Le Pont de Sépharée - Sept cavaliers, tome 3 par Jambalaya
Sept Cavaliers est une bien étrange bande dessinée, étrange à la manière du travail qu’ont produit François Schuiten et Benoît Peeters sur leurs formidables Cités Obscures. On en retrouve d’ailleurs plusieurs aspects dans cette trilogie qui ravira les adeptes d’univers mélancoliques et intemporels.
Car ce sont bien ces aspects qui ressortent principalement de cette douce bande dessinée, la mélancolie, l’intemporalité et même un certain décalage de l’univers crée par rapport à notre univers réel. Les créateurs mélangent avec d’ailleurs beaucoup de talent diverses époques et divers univers.
C’est ce qui fascine dès les premières pages, un monde qui semble à la fois si proche du nôtre par la citation de villes et de régions du monde connues, mais auquel viennent s’ajouter des lieux, des peuples et des coutumes sociales et culturelles qui semblent directement sortis d’un univers parallèle.

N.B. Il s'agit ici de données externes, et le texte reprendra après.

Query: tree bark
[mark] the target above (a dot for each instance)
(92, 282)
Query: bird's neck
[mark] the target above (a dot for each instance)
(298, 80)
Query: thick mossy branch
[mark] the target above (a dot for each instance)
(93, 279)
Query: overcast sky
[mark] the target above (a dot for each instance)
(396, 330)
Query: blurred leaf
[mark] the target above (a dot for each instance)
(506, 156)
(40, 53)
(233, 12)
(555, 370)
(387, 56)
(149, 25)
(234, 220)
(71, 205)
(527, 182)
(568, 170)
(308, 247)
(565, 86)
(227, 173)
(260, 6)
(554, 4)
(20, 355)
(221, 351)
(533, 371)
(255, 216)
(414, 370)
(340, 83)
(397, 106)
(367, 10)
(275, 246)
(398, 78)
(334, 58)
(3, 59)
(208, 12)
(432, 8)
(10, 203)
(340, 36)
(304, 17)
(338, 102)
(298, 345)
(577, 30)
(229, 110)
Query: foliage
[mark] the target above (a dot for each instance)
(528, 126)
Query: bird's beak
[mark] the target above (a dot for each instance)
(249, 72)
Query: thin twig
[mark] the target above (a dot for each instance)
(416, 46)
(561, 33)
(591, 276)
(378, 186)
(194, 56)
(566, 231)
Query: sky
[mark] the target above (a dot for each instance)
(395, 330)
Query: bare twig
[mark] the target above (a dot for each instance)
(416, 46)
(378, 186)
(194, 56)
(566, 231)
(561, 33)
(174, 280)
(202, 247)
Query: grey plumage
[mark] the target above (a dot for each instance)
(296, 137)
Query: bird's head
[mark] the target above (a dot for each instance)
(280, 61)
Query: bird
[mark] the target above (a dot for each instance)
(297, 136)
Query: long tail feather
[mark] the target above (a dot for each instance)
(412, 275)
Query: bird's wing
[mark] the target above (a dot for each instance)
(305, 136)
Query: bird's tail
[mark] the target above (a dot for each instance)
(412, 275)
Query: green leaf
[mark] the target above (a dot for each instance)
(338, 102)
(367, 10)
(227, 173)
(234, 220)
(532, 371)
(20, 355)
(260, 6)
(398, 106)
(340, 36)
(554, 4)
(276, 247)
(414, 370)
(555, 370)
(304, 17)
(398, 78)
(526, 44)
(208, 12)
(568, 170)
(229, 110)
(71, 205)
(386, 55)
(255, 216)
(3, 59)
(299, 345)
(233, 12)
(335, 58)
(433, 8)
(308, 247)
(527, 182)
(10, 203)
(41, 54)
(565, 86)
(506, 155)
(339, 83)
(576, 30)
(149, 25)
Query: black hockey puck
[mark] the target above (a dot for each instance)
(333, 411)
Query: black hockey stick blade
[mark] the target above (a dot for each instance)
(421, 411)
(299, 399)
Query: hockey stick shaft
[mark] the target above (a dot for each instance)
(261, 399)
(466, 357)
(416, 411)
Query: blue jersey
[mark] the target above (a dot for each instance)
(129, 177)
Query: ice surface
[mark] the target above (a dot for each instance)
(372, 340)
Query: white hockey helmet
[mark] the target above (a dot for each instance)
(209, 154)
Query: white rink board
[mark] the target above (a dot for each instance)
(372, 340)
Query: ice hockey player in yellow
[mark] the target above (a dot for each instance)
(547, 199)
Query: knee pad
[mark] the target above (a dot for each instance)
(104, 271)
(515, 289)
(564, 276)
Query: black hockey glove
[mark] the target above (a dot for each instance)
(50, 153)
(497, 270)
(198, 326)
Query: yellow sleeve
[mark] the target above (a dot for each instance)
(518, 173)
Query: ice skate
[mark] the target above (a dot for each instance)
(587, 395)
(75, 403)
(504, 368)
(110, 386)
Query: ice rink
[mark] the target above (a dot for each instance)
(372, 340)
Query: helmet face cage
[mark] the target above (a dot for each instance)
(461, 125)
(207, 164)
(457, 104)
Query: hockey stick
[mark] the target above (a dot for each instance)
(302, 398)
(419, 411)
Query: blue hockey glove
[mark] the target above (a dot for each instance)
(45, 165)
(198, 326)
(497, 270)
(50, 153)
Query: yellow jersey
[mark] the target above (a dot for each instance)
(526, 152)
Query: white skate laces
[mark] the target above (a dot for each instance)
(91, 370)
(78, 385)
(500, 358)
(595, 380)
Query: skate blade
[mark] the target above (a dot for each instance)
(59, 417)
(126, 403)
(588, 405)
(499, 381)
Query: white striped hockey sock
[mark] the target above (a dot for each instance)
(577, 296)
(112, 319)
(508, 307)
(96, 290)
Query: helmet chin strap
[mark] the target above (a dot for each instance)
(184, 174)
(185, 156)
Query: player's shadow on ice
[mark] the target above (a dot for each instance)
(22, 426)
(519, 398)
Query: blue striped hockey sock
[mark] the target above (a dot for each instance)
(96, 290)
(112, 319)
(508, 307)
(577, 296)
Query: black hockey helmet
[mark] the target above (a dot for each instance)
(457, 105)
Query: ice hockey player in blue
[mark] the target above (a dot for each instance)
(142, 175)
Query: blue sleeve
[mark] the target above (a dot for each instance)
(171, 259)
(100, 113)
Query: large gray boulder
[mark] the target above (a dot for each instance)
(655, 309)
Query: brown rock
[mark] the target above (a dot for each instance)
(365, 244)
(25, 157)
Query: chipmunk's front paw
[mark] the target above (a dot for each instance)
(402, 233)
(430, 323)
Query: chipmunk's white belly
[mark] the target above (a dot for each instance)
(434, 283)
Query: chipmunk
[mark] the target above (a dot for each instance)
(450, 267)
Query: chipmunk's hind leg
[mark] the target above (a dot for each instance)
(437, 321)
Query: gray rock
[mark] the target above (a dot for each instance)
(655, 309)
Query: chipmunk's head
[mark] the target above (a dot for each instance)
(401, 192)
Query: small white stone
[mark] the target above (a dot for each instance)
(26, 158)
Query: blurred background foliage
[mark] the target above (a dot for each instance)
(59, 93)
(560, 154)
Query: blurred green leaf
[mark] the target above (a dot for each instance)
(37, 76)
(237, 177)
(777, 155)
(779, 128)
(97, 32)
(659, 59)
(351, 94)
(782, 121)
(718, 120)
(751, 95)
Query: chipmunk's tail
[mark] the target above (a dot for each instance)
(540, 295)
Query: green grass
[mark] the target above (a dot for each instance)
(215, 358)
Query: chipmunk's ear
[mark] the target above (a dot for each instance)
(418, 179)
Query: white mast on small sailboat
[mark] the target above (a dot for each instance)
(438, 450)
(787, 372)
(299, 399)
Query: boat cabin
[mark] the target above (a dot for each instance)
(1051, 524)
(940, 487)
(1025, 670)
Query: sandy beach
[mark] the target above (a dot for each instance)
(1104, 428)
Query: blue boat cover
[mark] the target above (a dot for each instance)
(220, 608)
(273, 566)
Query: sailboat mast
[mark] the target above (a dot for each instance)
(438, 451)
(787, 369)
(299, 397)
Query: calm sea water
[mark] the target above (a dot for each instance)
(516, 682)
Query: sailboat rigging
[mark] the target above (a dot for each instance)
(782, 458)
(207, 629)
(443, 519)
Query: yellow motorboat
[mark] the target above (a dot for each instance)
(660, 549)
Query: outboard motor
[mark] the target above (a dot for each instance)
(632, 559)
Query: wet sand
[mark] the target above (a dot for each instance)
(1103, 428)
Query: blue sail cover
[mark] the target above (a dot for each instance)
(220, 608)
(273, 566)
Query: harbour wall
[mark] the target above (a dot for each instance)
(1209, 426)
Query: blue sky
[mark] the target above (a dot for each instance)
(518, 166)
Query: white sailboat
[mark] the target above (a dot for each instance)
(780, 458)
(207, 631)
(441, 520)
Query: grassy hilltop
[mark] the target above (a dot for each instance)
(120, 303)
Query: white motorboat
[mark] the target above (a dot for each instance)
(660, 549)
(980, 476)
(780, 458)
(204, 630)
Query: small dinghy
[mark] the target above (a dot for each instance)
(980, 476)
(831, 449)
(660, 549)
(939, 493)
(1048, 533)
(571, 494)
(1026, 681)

L’exercice était probablement périlleux, celui de dérouter le lecteur par un décalage trop important et une greffe d’un monde étrange sur le nôtre qui n’aurait pas pris.
Mais la greffe prend, dès les premières pages, ce qui était d’abord de la curiosité se transforme aisément en fascination pour un monde qu’on sent finissant, monde dans lequel décident de s’aventurer sept cavaliers, leur but étant de voir ce qu’il en reste, d’établir une sorte de bilan de leur civilisation mourante. On suit leur périple avec un intérêt croissant de page en page, où l’on découvre en même temps qu’eux des villages isolés, désertés sans raison apparente par leurs habitants et leur religion si importante, où de nouvelles formes de rapports sociaux et de hiérarchie ont pris place.
Tout se fait en douceur, cela marque. Cette bande dessinée à travers une intense mélancolie, distille une grande douceur venant probablement de la résignation des sept cavaliers à voir leur civilisation s’éteindre. On partage, sans trop savoir pourquoi, leur désarroi devant la disparition de ce qu’ils ont connus, de tous leurs repères. Pourtant, cette résignation ne semble pas signifier de l’abattement, ils veulent malgré tout poursuivre leur épopée, et comprendre. Il est difficile de mettre par écrit toutes les sensations que procure cet ouvrage si mystérieux, on peut cependant parler de celles que l’on peut ressentir en lisant le dénouement, si toutefois on peut qualifier ainsi les dernières pages. Certains lecteurs hurleront au scandale, d’autres seront perplexes enfin, et ils seront peut-être les plus nombreux, il y aura ceux qui feront fonctionner leur imagination, ravi qu’on leur en donne l’occasion.
Au final, on retiendra peu le trait de dessin qui, sans être absolument original, reste néanmoins fluide, précis, efficace et au service du réalisme de l’œuvre. De là à dire que le fond l’emporte sur la forme, cela ne serait pas rendre justice au dessinateur qui reste talentueux. Si à l’étrange de l’histoire s’était ajouté l’étrange du dessin, la bande dessinée aurait peut-être repoussé beaucoup de lecteurs. Mais l’équilibre est préservé et cet ouvrage emporte l’adhésion.